Object Detection inference can be performed using a custom inference engine in YOLO-like ONNX format.

Please refer to the YOLO ONNX model export documentation page for instructions on how to proceed.

Here’s a quick overview using Ultralytics framework to export a YOLOv8 ONNX model:

python -m pip install -U ultralytics
yolo export model=yolo8s.pt format=onnx simplify=True dynamic=False imgsz=512

Using a Custom YOLO-like model #

Modify the common.yaml parameters to match your configuration:

set object_detection.model to CUSTOM_YOLOLIKE_BOX_OBJECTS
set object_detection.custom_onnx_file to the full path of your custom ONNX file
[Optional] set object_detection.onnx_input_size to the size of the YOLO input tensor if the model has dynamic input size, e.g. 512
[Optional] set object_detection.custom_label_yaml to the full path of your YAML file storing class labels in COCO format

📌 Note: The first time the custom model is used, the ZED SDK optimizes it to get the best performance from the GPU installed on the host. Please wait for the optimization to complete.

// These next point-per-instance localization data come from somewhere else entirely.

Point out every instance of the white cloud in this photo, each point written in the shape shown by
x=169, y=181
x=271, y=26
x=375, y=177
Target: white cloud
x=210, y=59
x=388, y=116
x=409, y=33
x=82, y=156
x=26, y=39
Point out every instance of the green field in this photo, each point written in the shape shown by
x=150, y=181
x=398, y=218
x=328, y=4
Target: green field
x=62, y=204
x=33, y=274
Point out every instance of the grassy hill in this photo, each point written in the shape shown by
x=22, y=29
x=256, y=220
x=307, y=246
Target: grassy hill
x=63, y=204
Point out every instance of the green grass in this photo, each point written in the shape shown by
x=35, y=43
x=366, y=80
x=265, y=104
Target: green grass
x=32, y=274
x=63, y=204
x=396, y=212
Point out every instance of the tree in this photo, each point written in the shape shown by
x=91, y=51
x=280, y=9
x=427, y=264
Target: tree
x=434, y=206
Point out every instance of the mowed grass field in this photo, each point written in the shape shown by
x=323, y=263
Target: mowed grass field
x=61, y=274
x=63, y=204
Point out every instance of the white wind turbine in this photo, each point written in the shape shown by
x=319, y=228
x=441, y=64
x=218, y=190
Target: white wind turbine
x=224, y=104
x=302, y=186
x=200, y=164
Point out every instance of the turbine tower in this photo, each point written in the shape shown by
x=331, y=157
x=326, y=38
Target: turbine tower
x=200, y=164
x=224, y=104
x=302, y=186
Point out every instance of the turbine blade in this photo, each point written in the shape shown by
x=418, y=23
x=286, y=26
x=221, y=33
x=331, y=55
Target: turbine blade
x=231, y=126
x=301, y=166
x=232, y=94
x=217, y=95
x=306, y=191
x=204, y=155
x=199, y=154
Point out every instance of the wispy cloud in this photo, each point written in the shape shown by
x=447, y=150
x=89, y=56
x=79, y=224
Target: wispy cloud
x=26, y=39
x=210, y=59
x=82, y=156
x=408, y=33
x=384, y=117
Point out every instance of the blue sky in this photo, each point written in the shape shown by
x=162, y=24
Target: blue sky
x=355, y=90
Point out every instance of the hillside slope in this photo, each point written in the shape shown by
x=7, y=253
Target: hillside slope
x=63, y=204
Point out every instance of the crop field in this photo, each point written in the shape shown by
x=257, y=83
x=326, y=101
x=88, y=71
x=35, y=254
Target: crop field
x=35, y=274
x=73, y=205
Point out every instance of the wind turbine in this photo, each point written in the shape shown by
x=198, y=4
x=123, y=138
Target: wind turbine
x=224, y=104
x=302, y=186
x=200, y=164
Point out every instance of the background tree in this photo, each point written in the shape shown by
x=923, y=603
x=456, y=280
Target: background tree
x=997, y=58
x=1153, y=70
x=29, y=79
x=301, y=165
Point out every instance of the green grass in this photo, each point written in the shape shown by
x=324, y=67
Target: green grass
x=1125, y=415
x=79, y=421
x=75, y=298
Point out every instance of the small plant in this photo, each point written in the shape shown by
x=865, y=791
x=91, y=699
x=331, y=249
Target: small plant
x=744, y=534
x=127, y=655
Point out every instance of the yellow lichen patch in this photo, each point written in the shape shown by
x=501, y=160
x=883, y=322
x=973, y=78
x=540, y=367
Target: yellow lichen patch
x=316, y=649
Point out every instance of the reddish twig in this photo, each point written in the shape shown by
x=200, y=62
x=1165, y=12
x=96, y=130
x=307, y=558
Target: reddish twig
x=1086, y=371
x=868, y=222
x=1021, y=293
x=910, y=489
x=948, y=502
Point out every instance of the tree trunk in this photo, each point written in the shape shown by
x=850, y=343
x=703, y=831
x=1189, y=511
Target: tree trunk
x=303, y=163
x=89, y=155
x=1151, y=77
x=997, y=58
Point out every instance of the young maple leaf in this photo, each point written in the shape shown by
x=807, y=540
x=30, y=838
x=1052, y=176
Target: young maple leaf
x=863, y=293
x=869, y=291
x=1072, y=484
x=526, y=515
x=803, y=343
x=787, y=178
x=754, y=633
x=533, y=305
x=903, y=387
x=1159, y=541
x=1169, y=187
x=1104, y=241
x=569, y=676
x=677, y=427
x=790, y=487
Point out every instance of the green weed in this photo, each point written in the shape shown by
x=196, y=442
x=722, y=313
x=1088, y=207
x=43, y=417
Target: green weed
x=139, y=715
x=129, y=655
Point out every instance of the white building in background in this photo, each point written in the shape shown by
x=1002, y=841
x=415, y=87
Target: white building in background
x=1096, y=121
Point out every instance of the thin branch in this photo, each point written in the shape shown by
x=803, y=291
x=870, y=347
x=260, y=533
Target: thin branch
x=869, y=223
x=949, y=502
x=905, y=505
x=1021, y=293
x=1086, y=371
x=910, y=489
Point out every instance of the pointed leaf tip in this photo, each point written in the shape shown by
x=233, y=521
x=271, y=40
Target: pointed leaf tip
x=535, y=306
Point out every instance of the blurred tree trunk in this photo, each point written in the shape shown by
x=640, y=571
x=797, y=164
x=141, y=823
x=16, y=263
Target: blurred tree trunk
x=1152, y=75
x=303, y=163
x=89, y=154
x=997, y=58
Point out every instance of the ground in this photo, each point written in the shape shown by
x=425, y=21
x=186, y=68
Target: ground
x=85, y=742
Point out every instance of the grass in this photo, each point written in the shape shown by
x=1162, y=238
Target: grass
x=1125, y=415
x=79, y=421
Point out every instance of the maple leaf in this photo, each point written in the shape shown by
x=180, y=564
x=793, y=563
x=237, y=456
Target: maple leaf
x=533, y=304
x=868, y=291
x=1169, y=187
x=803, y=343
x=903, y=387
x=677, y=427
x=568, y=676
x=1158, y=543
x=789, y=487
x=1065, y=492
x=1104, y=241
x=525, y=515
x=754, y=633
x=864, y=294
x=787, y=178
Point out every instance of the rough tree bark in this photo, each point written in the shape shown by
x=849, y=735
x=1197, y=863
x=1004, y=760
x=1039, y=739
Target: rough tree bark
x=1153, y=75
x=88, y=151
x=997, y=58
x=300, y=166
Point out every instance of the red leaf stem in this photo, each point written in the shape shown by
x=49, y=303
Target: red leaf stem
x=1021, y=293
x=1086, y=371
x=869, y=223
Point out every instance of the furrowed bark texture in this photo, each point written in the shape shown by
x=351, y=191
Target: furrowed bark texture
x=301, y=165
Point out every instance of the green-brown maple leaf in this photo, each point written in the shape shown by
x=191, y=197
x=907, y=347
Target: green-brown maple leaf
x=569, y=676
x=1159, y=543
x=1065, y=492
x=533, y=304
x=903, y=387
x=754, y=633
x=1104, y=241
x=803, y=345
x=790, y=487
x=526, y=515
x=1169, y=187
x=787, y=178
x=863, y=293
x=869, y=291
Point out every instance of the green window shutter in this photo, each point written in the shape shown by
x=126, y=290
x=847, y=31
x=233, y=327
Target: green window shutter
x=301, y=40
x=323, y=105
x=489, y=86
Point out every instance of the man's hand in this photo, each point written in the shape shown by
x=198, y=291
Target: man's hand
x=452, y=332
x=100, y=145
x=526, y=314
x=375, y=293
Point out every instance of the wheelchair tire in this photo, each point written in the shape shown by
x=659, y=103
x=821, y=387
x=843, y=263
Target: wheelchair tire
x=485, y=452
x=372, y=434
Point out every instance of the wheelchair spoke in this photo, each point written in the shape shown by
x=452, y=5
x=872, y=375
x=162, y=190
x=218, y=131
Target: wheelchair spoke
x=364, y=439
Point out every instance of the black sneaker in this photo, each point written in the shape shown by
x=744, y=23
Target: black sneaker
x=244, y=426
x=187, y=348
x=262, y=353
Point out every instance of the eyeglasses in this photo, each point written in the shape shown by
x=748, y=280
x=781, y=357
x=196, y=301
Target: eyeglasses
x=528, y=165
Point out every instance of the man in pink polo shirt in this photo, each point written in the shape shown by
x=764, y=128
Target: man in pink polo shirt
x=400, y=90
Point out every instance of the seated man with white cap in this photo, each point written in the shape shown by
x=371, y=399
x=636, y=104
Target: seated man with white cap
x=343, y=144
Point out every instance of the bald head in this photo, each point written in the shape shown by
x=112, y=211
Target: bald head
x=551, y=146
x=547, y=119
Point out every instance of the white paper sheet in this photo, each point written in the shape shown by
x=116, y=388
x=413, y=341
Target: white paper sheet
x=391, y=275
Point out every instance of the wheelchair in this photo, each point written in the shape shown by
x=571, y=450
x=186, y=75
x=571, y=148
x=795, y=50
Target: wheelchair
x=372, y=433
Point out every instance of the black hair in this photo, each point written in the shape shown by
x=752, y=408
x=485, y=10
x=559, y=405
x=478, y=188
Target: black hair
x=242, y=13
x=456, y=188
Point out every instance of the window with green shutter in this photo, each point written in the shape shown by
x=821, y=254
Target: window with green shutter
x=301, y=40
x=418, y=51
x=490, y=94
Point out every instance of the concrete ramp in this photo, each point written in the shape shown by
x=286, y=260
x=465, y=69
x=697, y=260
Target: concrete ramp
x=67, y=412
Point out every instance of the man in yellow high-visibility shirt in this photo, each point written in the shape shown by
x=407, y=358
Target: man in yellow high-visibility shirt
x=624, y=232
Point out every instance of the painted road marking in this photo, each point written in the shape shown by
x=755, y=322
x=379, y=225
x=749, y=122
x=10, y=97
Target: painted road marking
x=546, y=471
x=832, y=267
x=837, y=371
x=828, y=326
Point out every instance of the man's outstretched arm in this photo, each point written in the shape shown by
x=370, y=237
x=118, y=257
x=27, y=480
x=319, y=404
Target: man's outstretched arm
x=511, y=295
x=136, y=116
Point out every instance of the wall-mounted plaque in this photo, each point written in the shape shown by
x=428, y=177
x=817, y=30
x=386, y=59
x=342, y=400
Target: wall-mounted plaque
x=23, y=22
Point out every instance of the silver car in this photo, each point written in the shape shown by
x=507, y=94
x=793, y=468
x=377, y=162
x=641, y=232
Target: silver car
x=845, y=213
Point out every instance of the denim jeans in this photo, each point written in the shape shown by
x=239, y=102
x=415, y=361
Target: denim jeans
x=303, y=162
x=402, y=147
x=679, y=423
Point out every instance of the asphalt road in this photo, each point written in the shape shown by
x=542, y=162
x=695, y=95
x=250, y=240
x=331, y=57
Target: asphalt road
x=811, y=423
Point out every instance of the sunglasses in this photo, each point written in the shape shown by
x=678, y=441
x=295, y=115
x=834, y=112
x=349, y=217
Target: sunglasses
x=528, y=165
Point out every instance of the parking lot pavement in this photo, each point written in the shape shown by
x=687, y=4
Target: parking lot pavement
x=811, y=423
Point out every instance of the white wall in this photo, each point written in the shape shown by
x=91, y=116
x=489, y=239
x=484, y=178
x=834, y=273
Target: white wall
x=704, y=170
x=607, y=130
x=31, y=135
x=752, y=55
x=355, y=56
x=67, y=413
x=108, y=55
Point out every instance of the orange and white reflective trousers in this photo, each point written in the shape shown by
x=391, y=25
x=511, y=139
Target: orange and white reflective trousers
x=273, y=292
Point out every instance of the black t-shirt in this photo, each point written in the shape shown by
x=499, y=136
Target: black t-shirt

📌 Note: When using Docker, we recommend using a shared volume to store the optimized file on the host and perform the optimization only once. Read here for more information

Console log while optimization is running:

[zed_wrapper-3] [INFO] [1729184874.634985183] [zed.zed_node]: *** Starting Object Detection ***
[zed_wrapper-3] [2024-10-17 17:07:55 UTC][ZED][INFO] Please wait while the AI model is being optimized for your graphics card
[zed_wrapper-3]  This operation will be run only once and may take a few minutes

Object Detection results in RVIZ 2 #

To visualize the results of the Object Detection processing in Rviz2 the new ZedOdDisplay plugin is required. The plugin is available in the zed-ros2-examples GitHub repository and can be installed following the online instructions.

📌 Note: the source code of the plugin is a valid example of how to process the data of the topics of type zed_interfaces/ObjectsStamped.

Parameters:

Topic: Selects the object detection topic to visualize from the list of available images in the combo box.
Depth: The depth of the incoming message queue.
History policy: Set the QoS history policy. Keep Last is suggested for performance and compatibility.
Reliability Policy: Set the QoS reliability policy. Best Effort is suggested for performance and compatibility.
Durability Policy: Set the QoS durability policy. Volatile is suggested for compatibility.
Transparency: the transparency level of the structures composing the detected objects.
Show skeleton: Not used.
Show Labels: enable/disable the visualization of the object label.
Show Bounding Boxes: enable/disable the visualization of the bounding boxes of the detected objects.
Link Size: the size of the bounding boxes’ corner lines.
Joint Radius: the radius of the spheres placed on the corners of the bounding boxes.
Label Scale: the scale of the label of the object.